Sharing stuff I've learned, and things I've thought about...

Try oatmeal

If you’re one of those that dislikes oatmeal, you can ignore the rest of this post. Sorry…

Once again on the topic of eating good, satisfying, healthy food, take a look at Oatmeal. It has so many things going for it that if you like oatmeal, it can (and really should be) a regular part of your diet.

You have a number of choices when it comes to oatmeal so it’s possible to avoid it becoming monotonous. Steel cut (my favorite), coarse rolled, “Scottish” and the old standby, any brand of regular (non quick-cooking) rolled oats like Quaker Old Fashioned. Each has a slightly different texture, and all except the steel-cut oats can be cooked as a single servingĀ  in the microwave.

You can also dress it up with a bit of dried fruit, like diced dried apples, diced dried apricots, dried cherries, dried cranberries, dried blueberries etc. Just keep an eye on how much dried fruit you add. They can add a lot of calories, but your really don’t need much. I typically will add no more than 15-20 grams at most to a bowl of oatmeal. I also add about 15g of brown sugar, and always stir in a generous pinch of salt to the bowl before putting it into the microwave. My favorite add-ons are some dried apples, brown sugar and a sprinkling of roasted Saigon cinnamon!

I was raised on breakfast cereals, and still enjoy them immensely. However, depending on the kind of cereal you eat, they can be extremely unhealthy – too highly refined, too much sugar, not enough fiber, not enough nutrients. What is interesting is that no matter what kind of breakfast cereal you pick, whether Fruit Loops, Cheerios, Grape Nuts or Shredded Wheat, they all show a serving size somewhere around 50 grams, and they all weigh in somewhere around 200 calories per serving. That’s pretty high, and a 50 gram serving of Grape Nuts is microscopic! That’s one of the reasons that I try to make fruit the centerpiece of my breakfast, with the cereal only playing a supporting role.

In contrast, you can allow oatmeal to be the center of attention, and still have a very healthy and satisfying meal, especially in the middle of winter when fresh fruits may be more difficult to come by.

A 40g (dry) serving of Quaker Old Fashioned rolled oats is only 113 calories, and after cooking, you end up with a pretty decent sized portion. Depending on the things that you add to it or eat along with it, you could double that serving size, and still only be contributing 226 calories to the meal’s calorie count. Oats are very filling, and have an extremely low glycemic index. That means that if like me, you eat a large breakfast, this will stick with you well into the lunch hour, so that you can often be satisfied with just a small snack at lunch.

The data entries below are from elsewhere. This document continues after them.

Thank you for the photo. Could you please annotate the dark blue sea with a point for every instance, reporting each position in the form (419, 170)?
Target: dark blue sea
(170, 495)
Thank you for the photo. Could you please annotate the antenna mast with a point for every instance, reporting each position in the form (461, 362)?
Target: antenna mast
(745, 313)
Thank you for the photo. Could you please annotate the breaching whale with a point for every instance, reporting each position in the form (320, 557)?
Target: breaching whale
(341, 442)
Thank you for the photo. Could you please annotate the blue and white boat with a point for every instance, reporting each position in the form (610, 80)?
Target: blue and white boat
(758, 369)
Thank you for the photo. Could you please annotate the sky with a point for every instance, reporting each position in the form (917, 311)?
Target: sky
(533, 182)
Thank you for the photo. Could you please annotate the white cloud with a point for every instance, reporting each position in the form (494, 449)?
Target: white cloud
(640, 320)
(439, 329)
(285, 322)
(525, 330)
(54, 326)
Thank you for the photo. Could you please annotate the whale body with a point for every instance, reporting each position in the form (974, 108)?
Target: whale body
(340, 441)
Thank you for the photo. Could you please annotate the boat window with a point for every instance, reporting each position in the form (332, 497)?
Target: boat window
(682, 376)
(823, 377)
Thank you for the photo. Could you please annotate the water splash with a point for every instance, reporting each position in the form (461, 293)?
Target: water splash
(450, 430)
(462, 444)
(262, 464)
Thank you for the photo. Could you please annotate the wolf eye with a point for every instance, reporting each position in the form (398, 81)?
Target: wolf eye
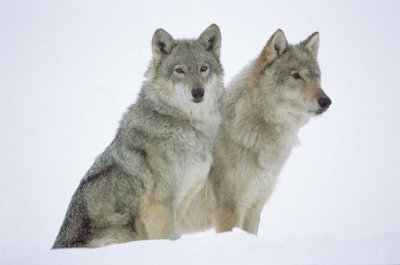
(203, 68)
(296, 75)
(179, 70)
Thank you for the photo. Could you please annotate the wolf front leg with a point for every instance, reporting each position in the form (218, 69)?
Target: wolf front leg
(161, 221)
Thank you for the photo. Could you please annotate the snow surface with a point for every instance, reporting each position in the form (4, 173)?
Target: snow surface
(69, 69)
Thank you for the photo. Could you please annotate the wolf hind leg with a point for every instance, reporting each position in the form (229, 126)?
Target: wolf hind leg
(229, 217)
(161, 221)
(252, 219)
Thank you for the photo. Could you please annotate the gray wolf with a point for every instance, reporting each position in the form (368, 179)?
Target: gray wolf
(264, 107)
(162, 152)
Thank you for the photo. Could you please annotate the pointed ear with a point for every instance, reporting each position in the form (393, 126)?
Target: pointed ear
(162, 44)
(312, 43)
(211, 39)
(275, 47)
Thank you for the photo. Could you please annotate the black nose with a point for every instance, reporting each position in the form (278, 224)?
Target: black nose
(324, 102)
(198, 94)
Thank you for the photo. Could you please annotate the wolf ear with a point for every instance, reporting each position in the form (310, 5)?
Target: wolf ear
(275, 47)
(312, 43)
(211, 39)
(162, 44)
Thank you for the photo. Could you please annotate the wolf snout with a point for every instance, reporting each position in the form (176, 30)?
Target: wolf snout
(324, 102)
(198, 94)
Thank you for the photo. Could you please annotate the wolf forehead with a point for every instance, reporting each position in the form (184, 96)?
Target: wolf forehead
(191, 53)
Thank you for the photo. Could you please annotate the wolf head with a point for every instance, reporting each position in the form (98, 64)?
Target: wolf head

Steel-cut oats have a really great texture. Instead of rolled flakes, they’re big chunks of grain similar to a small-kernel variety of rice, giving the cooked oats a coarse chewy texture. The downside is that they take about 45 minutes to cook! What I do is buy a package and cook the entire thing, then store the cooked oatmeal in the fridge in a plastic container. In the morning, I weigh the cooked oatmeal out into individual servings, adding any dried fruit and sweetener, and reheating in the microwave. The first time you do this you will need to weigh the entire batch and calculate the calorie count on a per-gram basis so you can measure your portions accurately, as it will depend on how “wet” you like your oatmeal (I like mine very dry and sticky, moistening with some skim milk at the table). The good news is you only have to do this once as long as you remember the oatmeal-to-water ratio you use when you cook it.